A criminal case, of all things, reminds us of the treatment of jewelry under Washington community property law. Gerardo was convicted of burglarizing the Kraut residence and stealing the husband's firearms and the wife's jewelry. He appealed his sentence because his offender score was calculated in a way that treated Mr. and Mrs. Kraut as two victims. Thus this burglary was deemed two offenses.
Gerardo argued, with some justification if someone who breaks into others' homes may be justified, that what he stole was community property. In his and his attorneys' eyes, the Krauts upon marrying had become one, later to be one victim.
The Washington Court of Appeals, in an unpublished opinion, didn't buy it, not relying however on the idea Mr. Kraut and Mrs. Kraut were separate individuals, each of whom could have been badly hurt or worse. No, the answer was that the wife's jewelry was separate property and thus she was a distinct victim. Even if the money to buy the jewelry had been community property, Mr. K's giving it to Mrs. K made it hers alone. An earlier case supported this concept of the wife's jewelry as separate property.

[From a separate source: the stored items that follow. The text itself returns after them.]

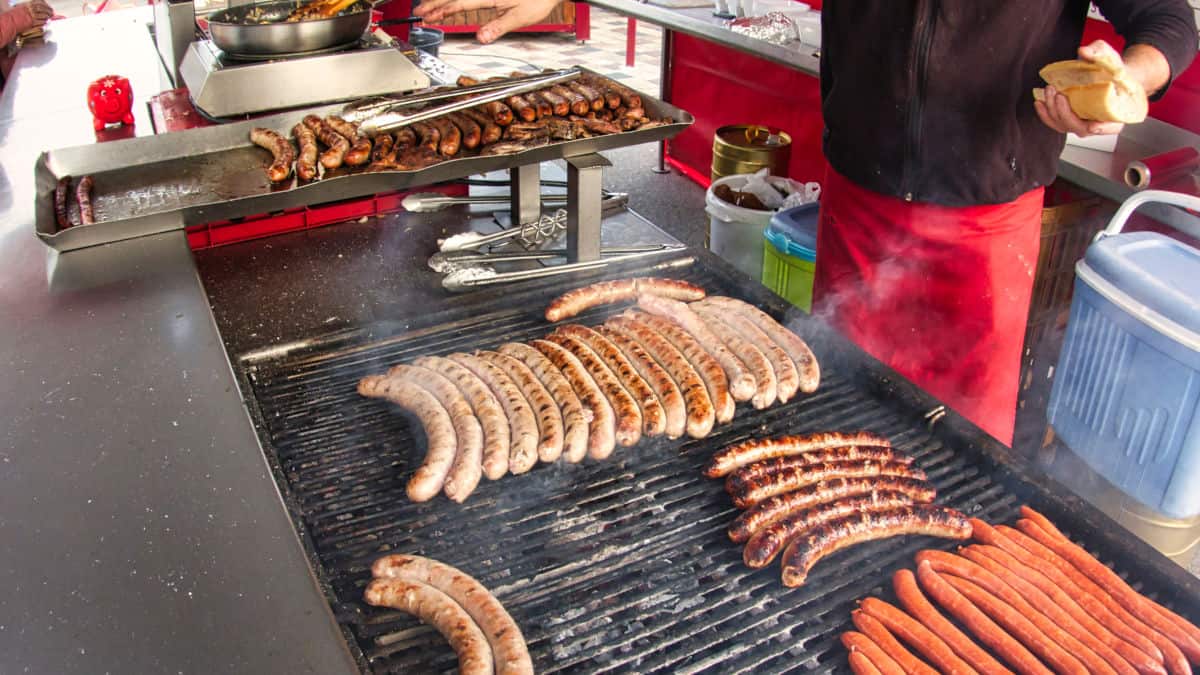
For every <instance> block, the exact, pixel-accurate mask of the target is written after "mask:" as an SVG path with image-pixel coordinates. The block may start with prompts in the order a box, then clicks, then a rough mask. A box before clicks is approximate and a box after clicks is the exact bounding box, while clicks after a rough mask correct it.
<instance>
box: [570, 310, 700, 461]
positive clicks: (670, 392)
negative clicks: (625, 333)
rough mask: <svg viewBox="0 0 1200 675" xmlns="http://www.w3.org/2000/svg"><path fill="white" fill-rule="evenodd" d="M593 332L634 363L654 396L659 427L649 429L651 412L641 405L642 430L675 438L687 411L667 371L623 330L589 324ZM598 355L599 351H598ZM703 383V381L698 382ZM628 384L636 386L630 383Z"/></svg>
mask: <svg viewBox="0 0 1200 675" xmlns="http://www.w3.org/2000/svg"><path fill="white" fill-rule="evenodd" d="M588 330H592V331H593V333H595V334H596V335H600V336H601V337H602V339H604V340H607V341H608V344H611V345H612V346H613V347H616V348H617V350H618V351H619V352H620V354H622V356H623V357H624V358H625V360H626V362H628V363H629V364H631V365H632V366H634V369H635V370H636V371H637V375H638V376H640V377H641V380H642V382H643V383H644V384H646V386H647V387H649V388H650V390H652V393H653V395H654V396H655V400H656V401H658V402H659V406H660V407H661V410H662V416H661V417H662V428H661V430H660V429H656V428H655V429H653V430H652V429H649V426H650V425H652V424H653V422H652V420H653V419H654V416H653V414H652V413H649V412H647V406H646V405H643V406H642V417H643V418H644V419H646V420H647V430H646V434H647V435H649V436H653V435H655V432H665V434H666V435H667V437H668V438H678V437H680V436H683V434H684V431H685V429H686V424H688V412H686V410H688V408H686V406H685V404H684V400H683V394H682V393H680V392H679V387H678V386H677V384H676V382H674V380H672V378H671V374H668V372H667V371H666V370H664V369H662V366H661V365H659V364H658V362H655V360H654V357H652V356H650V354H649V353H648V352H647V351H646V350H644V348H642V346H641V345H638V344H637V341H636V340H634V339H631V337H629V336H626V335H625V334H624V333H620V331H617V330H613V329H612V328H608V327H606V325H598V327H595V328H589V329H588ZM601 356H602V354H601ZM701 386H702V387H703V384H701ZM632 387H636V384H634V386H632ZM632 387H630V386H628V384H626V388H628V389H630V390H631V392H632ZM637 398H638V400H647V399H644V392H643V393H641V394H637Z"/></svg>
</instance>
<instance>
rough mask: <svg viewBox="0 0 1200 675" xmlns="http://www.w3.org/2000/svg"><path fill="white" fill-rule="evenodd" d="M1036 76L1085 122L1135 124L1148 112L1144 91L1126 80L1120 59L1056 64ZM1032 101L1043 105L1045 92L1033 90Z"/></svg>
mask: <svg viewBox="0 0 1200 675" xmlns="http://www.w3.org/2000/svg"><path fill="white" fill-rule="evenodd" d="M1038 74H1040V76H1042V79H1044V80H1046V83H1049V84H1050V85H1051V86H1054V88H1055V89H1057V90H1058V91H1061V92H1062V94H1064V95H1066V96H1067V100H1068V101H1070V109H1072V110H1073V112H1074V113H1075V114H1076V115H1079V117H1080V118H1082V119H1085V120H1096V121H1120V123H1126V124H1138V123H1141V121H1145V119H1146V113H1147V112H1148V110H1150V102H1148V100H1147V98H1146V90H1145V89H1142V86H1141V84H1139V83H1138V80H1135V79H1133V78H1132V77H1129V74H1128V73H1127V72H1126V67H1124V64H1122V62H1121V60H1120V58H1114V59H1099V60H1097V61H1081V60H1072V61H1056V62H1054V64H1050V65H1048V66H1045V67H1044V68H1042V70H1040V71H1039V72H1038ZM1033 97H1034V98H1036V100H1038V101H1044V100H1045V92H1044V90H1042V89H1034V90H1033Z"/></svg>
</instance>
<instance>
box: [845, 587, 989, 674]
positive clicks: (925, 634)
mask: <svg viewBox="0 0 1200 675" xmlns="http://www.w3.org/2000/svg"><path fill="white" fill-rule="evenodd" d="M859 608H860V609H862V610H863V611H864V613H866V614H868V615H870V616H871V617H872V619H875V620H877V621H878V622H880V623H882V625H883V626H884V627H886V628H887V629H888V631H890V632H892V633H893V634H894V635H898V637H899V638H900V639H901V640H904V641H905V643H906V644H907V645H908V646H911V647H913V649H914V650H917V651H918V652H920V655H922V656H924V657H925V658H928V659H929V661H930V662H931V663H932V664H934V665H935V667H937V668H938V670H940V671H942V673H961V674H964V675H971V674H974V673H978V671H977V670H976V669H974V668H972V667H971V664H968V663H967V662H965V661H962V659H961V658H959V656H958V655H956V653H954V650H952V649H950V646H949V645H947V644H946V641H944V640H942V638H940V637H937V635H935V634H934V633H932V632H931V631H930V629H929V628H925V627H924V626H923V625H922V623H920V622H918V621H917V620H914V619H913V617H911V616H908V615H907V614H905V613H904V611H900V609H899V608H896V607H895V605H893V604H889V603H886V602H883V601H881V599H878V598H870V597H869V598H865V599H864V601H863V603H862V604H860V605H859Z"/></svg>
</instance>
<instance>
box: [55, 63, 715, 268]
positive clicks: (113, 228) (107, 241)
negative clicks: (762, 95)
mask: <svg viewBox="0 0 1200 675" xmlns="http://www.w3.org/2000/svg"><path fill="white" fill-rule="evenodd" d="M580 70H581V71H582V72H590V71H587V70H586V68H580ZM592 74H595V73H592ZM641 96H642V102H643V107H644V109H646V114H647V115H648V117H650V118H655V119H660V118H671V120H673V121H672V123H671V124H665V125H659V126H653V127H649V129H635V130H631V131H625V132H622V133H612V135H606V136H594V137H590V138H580V139H575V141H559V142H552V143H548V144H546V145H540V147H535V148H529V149H527V150H522V151H518V153H514V154H508V155H491V156H463V157H455V159H448V160H444V161H442V162H438V163H436V165H432V166H428V167H425V168H421V169H416V171H376V172H366V171H364V168H365V167H358V168H341V169H335V171H332V172H329V173H326V174H325V177H324V178H322V179H320V180H314V181H311V183H306V184H305V183H300V181H299V180H298V179H296V178H295V177H294V175H293V177H290V178H289V179H288V180H287V181H283V183H278V184H272V183H271V181H270V180H268V178H266V173H265V168H266V166H269V165H270V162H271V156H270V153H268V151H265V150H263V149H262V148H258V147H257V145H253V144H251V142H250V130H251V129H253V127H256V126H262V127H266V129H274V130H277V131H286V130H290V129H292V126H293V125H295V124H296V123H299V121H300V120H301V119H302V118H304V117H305V115H306V114H317V115H320V117H324V115H328V114H337V113H338V112H340V110H341V109H342V104H331V106H323V107H317V108H308V109H304V110H293V112H288V113H280V114H277V115H271V117H265V118H258V119H254V120H248V121H241V123H234V124H226V125H220V126H210V127H204V129H194V130H188V131H181V132H175V133H166V135H161V136H150V137H143V138H130V139H125V141H115V142H112V143H102V144H92V145H79V147H74V148H64V149H60V150H49V151H46V153H42V155H41V156H40V157H38V159H37V163H36V166H35V169H34V171H35V177H36V186H37V195H36V198H35V199H36V204H35V207H36V211H35V213H36V231H37V237H38V238H40V239H41V240H42V241H43V243H46V244H47V245H48V246H50V247H53V249H55V250H59V251H71V250H74V249H84V247H88V246H96V245H100V244H107V243H112V241H120V240H122V239H133V238H137V237H145V235H149V234H156V233H160V232H167V231H172V229H180V228H184V227H187V226H192V225H203V223H206V222H214V221H221V220H230V219H236V217H245V216H250V215H258V214H269V213H274V211H280V210H283V209H289V208H295V207H302V205H312V204H324V203H329V202H337V201H340V199H348V198H354V197H362V196H367V195H377V193H380V192H392V191H396V190H404V189H408V187H414V186H420V185H430V184H433V183H440V181H445V180H454V179H458V178H464V177H468V175H473V174H478V173H486V172H492V171H499V169H506V168H512V167H517V166H524V165H533V163H540V162H545V161H550V160H562V159H566V157H575V156H580V155H588V154H592V153H598V151H604V150H612V149H616V148H623V147H626V145H636V144H640V143H649V142H655V141H662V139H666V138H671V137H672V136H674V135H677V133H679V132H680V131H683V130H684V129H686V127H688V125H690V124H691V123H692V121H694V118H692V117H691V115H690V114H688V113H686V112H684V110H682V109H679V108H676V107H674V106H671V104H670V103H665V102H662V101H660V100H658V98H654V97H650V96H647V95H644V94H641ZM67 175H70V177H73V178H74V179H79V178H82V177H84V175H90V177H92V181H94V187H92V199H91V203H92V209H94V213H95V223H94V225H86V226H84V225H74V226H72V227H67V228H61V229H60V228H59V226H58V221H56V217H55V211H54V190H55V186H56V184H58V181H59V179H60V178H62V177H67ZM68 203H70V204H71V205H70V213H68V217H70V220H71V222H73V223H78V222H79V211H78V205H77V204H74V198H73V195H72V198H71V199H68Z"/></svg>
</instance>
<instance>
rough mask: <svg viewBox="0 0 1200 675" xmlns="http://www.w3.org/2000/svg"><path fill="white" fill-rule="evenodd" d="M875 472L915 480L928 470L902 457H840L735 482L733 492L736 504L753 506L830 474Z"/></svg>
mask: <svg viewBox="0 0 1200 675" xmlns="http://www.w3.org/2000/svg"><path fill="white" fill-rule="evenodd" d="M875 476H898V477H901V478H911V479H913V480H924V479H925V472H924V471H922V470H920V468H919V467H916V466H912V465H907V464H904V462H899V461H870V460H841V461H829V462H826V464H818V465H809V466H793V467H788V468H786V470H782V471H780V472H778V473H773V474H767V476H762V477H758V478H754V479H750V480H748V482H746V483H745V484H740V485H739V484H734V485H732V491H731V492H730V496H731V497H733V506H736V507H738V508H750V507H752V506H754V504H756V503H758V502H761V501H763V500H766V498H767V497H774V496H775V495H781V494H784V492H791V491H792V490H796V489H797V488H803V486H805V485H811V484H814V483H820V482H822V480H828V479H830V478H839V477H842V478H865V477H875Z"/></svg>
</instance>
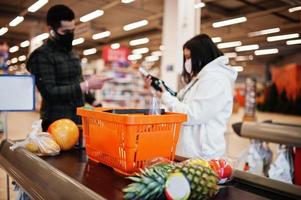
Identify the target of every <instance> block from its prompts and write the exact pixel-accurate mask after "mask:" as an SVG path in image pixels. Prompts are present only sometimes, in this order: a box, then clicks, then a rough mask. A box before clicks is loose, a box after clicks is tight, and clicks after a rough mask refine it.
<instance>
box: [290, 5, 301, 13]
mask: <svg viewBox="0 0 301 200" xmlns="http://www.w3.org/2000/svg"><path fill="white" fill-rule="evenodd" d="M299 10H301V6H296V7H293V8H290V9H288V12H290V13H292V12H296V11H299Z"/></svg>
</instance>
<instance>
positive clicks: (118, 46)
mask: <svg viewBox="0 0 301 200" xmlns="http://www.w3.org/2000/svg"><path fill="white" fill-rule="evenodd" d="M111 48H112V49H119V48H120V44H119V43H114V44H111Z"/></svg>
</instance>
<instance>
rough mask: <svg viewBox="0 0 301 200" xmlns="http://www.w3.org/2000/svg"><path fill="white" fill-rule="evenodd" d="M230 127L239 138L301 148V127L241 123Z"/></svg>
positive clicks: (249, 122)
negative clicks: (248, 139) (293, 146)
mask: <svg viewBox="0 0 301 200" xmlns="http://www.w3.org/2000/svg"><path fill="white" fill-rule="evenodd" d="M232 127H233V129H234V131H235V133H236V134H237V135H239V136H240V137H244V138H250V139H258V140H262V141H266V142H272V143H278V144H285V145H289V146H296V147H301V125H294V124H281V123H272V122H270V123H266V122H265V123H257V122H243V123H236V124H233V125H232Z"/></svg>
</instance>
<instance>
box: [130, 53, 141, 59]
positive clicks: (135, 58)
mask: <svg viewBox="0 0 301 200" xmlns="http://www.w3.org/2000/svg"><path fill="white" fill-rule="evenodd" d="M141 58H142V55H141V54H132V55H129V56H128V60H139V59H141Z"/></svg>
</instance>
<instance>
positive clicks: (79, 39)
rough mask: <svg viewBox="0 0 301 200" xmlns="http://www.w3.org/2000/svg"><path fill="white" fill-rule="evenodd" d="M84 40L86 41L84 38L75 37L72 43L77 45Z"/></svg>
mask: <svg viewBox="0 0 301 200" xmlns="http://www.w3.org/2000/svg"><path fill="white" fill-rule="evenodd" d="M84 42H85V39H84V38H77V39H75V40H73V41H72V45H73V46H75V45H79V44H82V43H84Z"/></svg>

While this case is a little silly, it does hold lessons for us who aren't facing criminal charges. Washington law allows a Will to refer to a separate list disposing of tangible personal property. If jewelry is not community property, then the spouse who owns it may give it away by list without fear that the other may assert a challenge to the gift. It is probably advisable for the wife to give her jewelry to her kids if she predeceases her spouse, for what good can a surviving husband do with his wife's wedding ring?